Please help our public schools. Wear a button, place a sign, send a postcard, make a phone call. Tell 10 friends and relatives to vote No on 2. See the section below for more ideas and opportunities. Thank you. See our latest ad! And check out this awesome new Q2 video.
Yesterday afternoon the state released 2016 Assessment and Accountability Results.
The state moved Excel High School, part of the former South Boston Complex, and Brighton High School, one of our few remaining comprehensive district high schools, into Turnaround status. The Mattahunt Elementary, currently in Turnaround status, has been designated a Turnaround under review school and its status is being reviewed. More will be known about the Mattahunt in the next week or so. (Read more.)
District officials got a heads up late last week and they, along with union officials, were present at all three schools yesterday to explain what the newly-designated status will mean to both Excel High School and Brighton High School, while explaining the outcome of the review the Mattahunt faces.
The BTU will be running workshops, along with the school district’s OHC office, over the next month designed to answer questions, work with potentially displaced teachers/staff on resume writing and interviewing techniques, and so on.
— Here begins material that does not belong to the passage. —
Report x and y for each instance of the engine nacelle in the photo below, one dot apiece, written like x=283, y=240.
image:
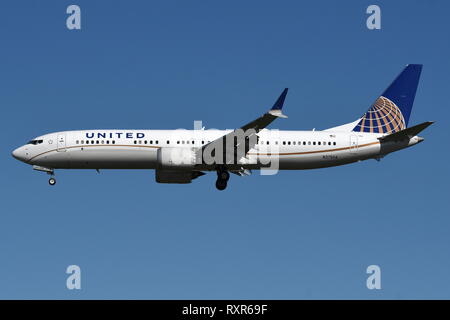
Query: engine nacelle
x=168, y=176
x=176, y=158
More information will be forthcoming.
The moving of schools from one status to another is inherently subjective, often trivial, and leaves much up to the discretion of DESE.
Here’s something else to ponder: Boston Latin School and their Roger Clap were each downgraded from Level I to Level II because 13 students at BLS and 2 at the Clap opted out of the PARCC exam. (Read more in the Globe.) Opting out of the PARCC is a legal activity, and although students cannot be punished, their schools can be. As a result of these opt-outs – as insignificant as they were – both schools failed to meet the 95% threshold’s required for Level I. We can draw a few conclusions: DESE’s methodology is subjective, the drop in level for each school is meaningless, and perhaps we shouldn’t pay much attention to these level designations anyway. (See the DESE press release.)